I think you should remember when posting Fastmarket charts to indicate that it reflects the pricing from very few participants in the lithium industry and therefore is likely to be inaccurate.
It has been rejected by the majority lithium suppliers.
Read about why it has been rejected by them here.
https://*********.com.au/pricing-concerns-divide-lithium-cobalt-markets/
Tianqi, Albemarle and SQM and others are not willing to participate and therefore the vast majority of the world's lithium is not factored here.
These 3 probably account for 70% of supply of both hard rock and brine.
Feel free to continue to refer to the graph, by all means, but you are going to need a lot more data points that this.
Without the majority of suppliers on board it is likely to be a poor representation of real deals.
It has been gamed and controlled. It is already discredited and ignored.
Quotes from article -
“The challenge of the index is to try to have very good representation of the market, which I really feel is not possible today because of how the lithium industry works,” SQM vice president of lithium and iodine Pablo Altimiras, who spoke alongside Mr Ryan on a panel at the conference, said.
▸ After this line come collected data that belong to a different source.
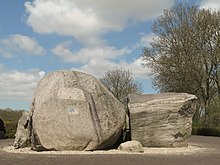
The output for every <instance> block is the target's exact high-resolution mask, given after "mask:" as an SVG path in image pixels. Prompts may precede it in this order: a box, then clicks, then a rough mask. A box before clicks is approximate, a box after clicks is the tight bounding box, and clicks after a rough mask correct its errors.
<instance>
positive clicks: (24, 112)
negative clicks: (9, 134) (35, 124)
mask: <svg viewBox="0 0 220 165" xmlns="http://www.w3.org/2000/svg"><path fill="white" fill-rule="evenodd" d="M30 145H31V116H30V113H29V112H27V111H24V112H23V113H22V116H21V118H20V119H19V121H18V126H17V131H16V134H15V141H14V147H15V148H16V149H18V148H24V147H28V146H30Z"/></svg>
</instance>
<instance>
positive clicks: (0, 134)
mask: <svg viewBox="0 0 220 165" xmlns="http://www.w3.org/2000/svg"><path fill="white" fill-rule="evenodd" d="M5 134H6V130H5V125H4V122H3V121H2V119H0V139H4V138H5V136H6V135H5Z"/></svg>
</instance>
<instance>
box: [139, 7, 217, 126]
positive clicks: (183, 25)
mask: <svg viewBox="0 0 220 165" xmlns="http://www.w3.org/2000/svg"><path fill="white" fill-rule="evenodd" d="M152 30H153V32H154V34H155V35H156V36H157V37H155V39H154V41H153V42H151V46H150V47H145V48H144V49H143V57H144V60H145V62H146V64H147V65H148V66H150V67H151V68H152V69H153V71H154V73H155V79H154V85H155V87H157V88H158V89H159V90H160V91H162V92H187V93H192V94H195V95H196V96H197V97H198V98H199V102H200V110H201V112H203V113H204V114H205V118H206V122H207V123H208V121H209V105H210V103H211V101H212V99H213V98H214V97H216V96H217V95H218V97H219V98H220V88H219V87H220V76H219V75H220V74H219V72H220V12H219V11H211V10H205V9H199V8H198V7H197V6H191V5H189V4H187V3H178V4H175V5H174V6H173V7H172V8H170V9H167V10H164V13H163V15H162V16H160V17H159V18H158V19H157V20H156V21H155V23H154V25H153V27H152ZM219 111H220V110H219Z"/></svg>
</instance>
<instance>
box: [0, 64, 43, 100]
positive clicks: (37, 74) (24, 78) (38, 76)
mask: <svg viewBox="0 0 220 165" xmlns="http://www.w3.org/2000/svg"><path fill="white" fill-rule="evenodd" d="M39 72H40V73H41V72H42V73H43V71H39V70H29V71H27V72H19V71H17V70H6V69H4V67H3V66H2V65H0V100H3V99H4V100H13V99H16V100H29V101H31V100H32V95H33V92H34V89H35V88H36V86H37V83H38V81H39V80H40V78H41V76H40V75H39Z"/></svg>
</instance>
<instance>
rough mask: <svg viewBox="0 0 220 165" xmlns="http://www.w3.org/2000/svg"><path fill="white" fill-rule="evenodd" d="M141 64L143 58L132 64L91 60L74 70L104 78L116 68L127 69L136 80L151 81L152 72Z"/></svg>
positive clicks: (98, 77)
mask: <svg viewBox="0 0 220 165" xmlns="http://www.w3.org/2000/svg"><path fill="white" fill-rule="evenodd" d="M141 63H142V60H141V58H139V59H136V60H134V61H133V62H131V63H128V62H126V61H120V62H118V63H117V62H114V61H110V60H103V59H101V60H100V59H91V60H90V61H89V62H88V63H87V64H85V65H82V66H81V67H78V68H75V67H73V68H72V70H79V71H82V72H86V73H90V74H92V75H94V76H96V77H98V78H100V77H102V76H104V74H105V72H106V71H109V70H112V69H116V68H125V69H129V70H130V71H131V72H132V73H133V76H134V78H135V79H149V78H150V76H151V70H150V69H149V68H144V67H143V66H142V64H141Z"/></svg>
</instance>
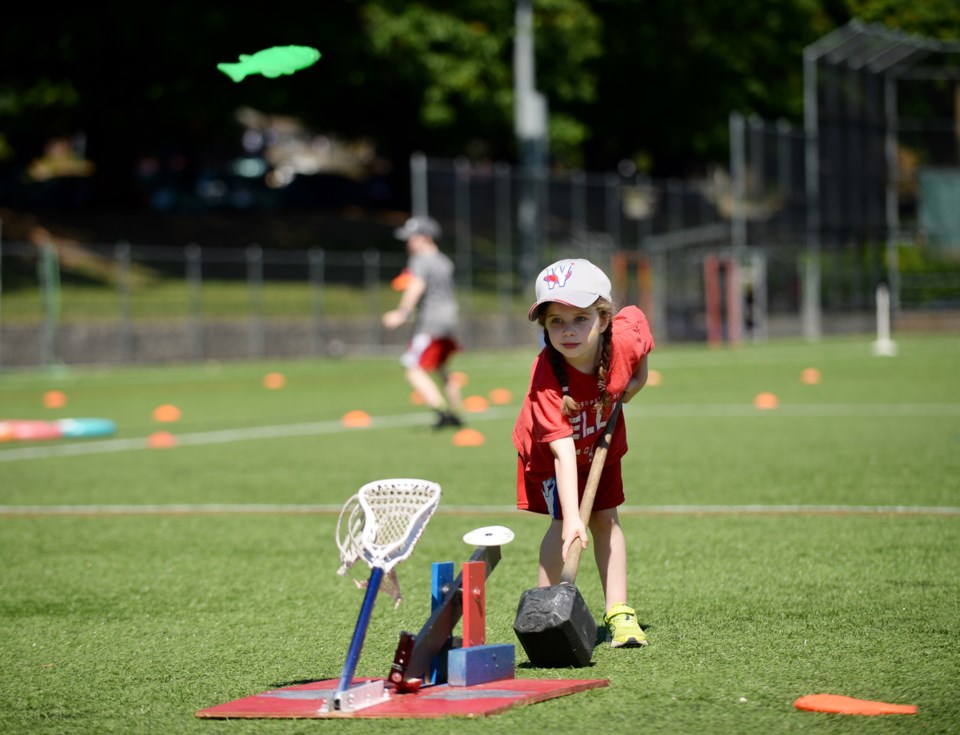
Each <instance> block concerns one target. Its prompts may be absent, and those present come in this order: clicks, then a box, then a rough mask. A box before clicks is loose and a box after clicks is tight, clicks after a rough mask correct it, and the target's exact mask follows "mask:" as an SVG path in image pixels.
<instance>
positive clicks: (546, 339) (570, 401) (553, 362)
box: [543, 327, 577, 417]
mask: <svg viewBox="0 0 960 735" xmlns="http://www.w3.org/2000/svg"><path fill="white" fill-rule="evenodd" d="M543 341H544V342H545V343H546V345H547V355H548V356H549V358H550V367H551V368H553V374H554V375H556V376H557V381H558V382H559V383H560V387H561V388H562V389H563V400H561V402H560V413H562V414H563V415H564V416H568V417H569V416H573V414H575V413H576V412H577V402H576V401H575V400H573V397H572V396H571V395H570V386H569V385H568V384H567V361H566V360H564V359H563V355H561V354H560V353H559V352H558V351H557V348H556V347H554V346H553V344H552V343H551V342H550V335H549V334H548V333H547V329H546V327H544V329H543Z"/></svg>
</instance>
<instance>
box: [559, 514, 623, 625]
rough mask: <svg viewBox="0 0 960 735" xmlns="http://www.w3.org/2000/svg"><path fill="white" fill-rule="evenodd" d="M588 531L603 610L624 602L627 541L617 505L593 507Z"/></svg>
mask: <svg viewBox="0 0 960 735" xmlns="http://www.w3.org/2000/svg"><path fill="white" fill-rule="evenodd" d="M590 532H591V534H592V535H593V544H594V546H593V554H594V558H595V559H596V562H597V571H598V572H599V573H600V583H601V584H602V585H603V594H604V598H605V601H606V610H609V609H610V608H611V607H613V606H614V605H616V604H617V603H625V602H627V543H626V539H625V538H624V536H623V529H622V528H621V527H620V517H619V516H618V515H617V509H616V508H609V509H607V510H598V511H594V513H593V515H592V517H591V518H590ZM541 558H542V554H541ZM561 570H562V567H561Z"/></svg>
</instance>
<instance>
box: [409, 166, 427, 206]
mask: <svg viewBox="0 0 960 735" xmlns="http://www.w3.org/2000/svg"><path fill="white" fill-rule="evenodd" d="M410 202H411V204H410V206H411V207H412V208H413V211H412V212H411V214H413V216H415V217H426V216H427V215H428V214H430V202H429V200H428V198H427V157H426V155H424V154H423V153H421V152H419V151H417V152H415V153H412V154H410Z"/></svg>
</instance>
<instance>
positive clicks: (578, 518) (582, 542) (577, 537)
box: [560, 516, 589, 561]
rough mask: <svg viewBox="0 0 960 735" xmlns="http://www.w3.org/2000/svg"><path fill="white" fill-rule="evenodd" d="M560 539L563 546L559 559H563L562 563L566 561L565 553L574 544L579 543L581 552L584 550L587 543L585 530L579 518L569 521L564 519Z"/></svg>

Albemarle head of corporate strategy and investor relations David Ryan told attendees at the Fastmarkets Lithium Supply and Markets Conference in Chile last month that the company would not be contributing its pricing data to the index “at this point”.
“An exchange contract tends to support a commodity market, and that’s not what we believe this (lithium market) is,” Mr Ryan said.
Another panel member representing rival producer Tianqi Lithium Corp agreed that lithium is not a true commodity.
Other established producers have said they believe lithium is a specialty chemicals market that should be priced on a contract-by-contract basis.
Read that last bit again.
Fastmarkets is simply an attempt to turn a specialty chemical sector into a simple mineral commodity story and quantify it like iron ore.
LME did not want to get their own reputation tarnished so have out-sourced the job and its not worth the pixels it uses on the screen.
This is not how this sector works. It is contract by contract. Supplier to customer.
Opaque pricing deals dependent on quality, impurity levels, grade, final product and volume.
Using your graph to indicate the exact pricing environment that Galaxy is part of may be entirely misleading.
I am starting to miss Deutsche Bank already.
They were the last of the big banks to provide a bible-sized reports on the lithium sector.
There is no bank institution left that goes into the same level of detail.
Analyst and report budgets have been slashed at the banks over the last couple of years and the lithium sector is now poorly represented with these kinds of simplistic and unrepresentative graphs and 2 paragraph down-ramps.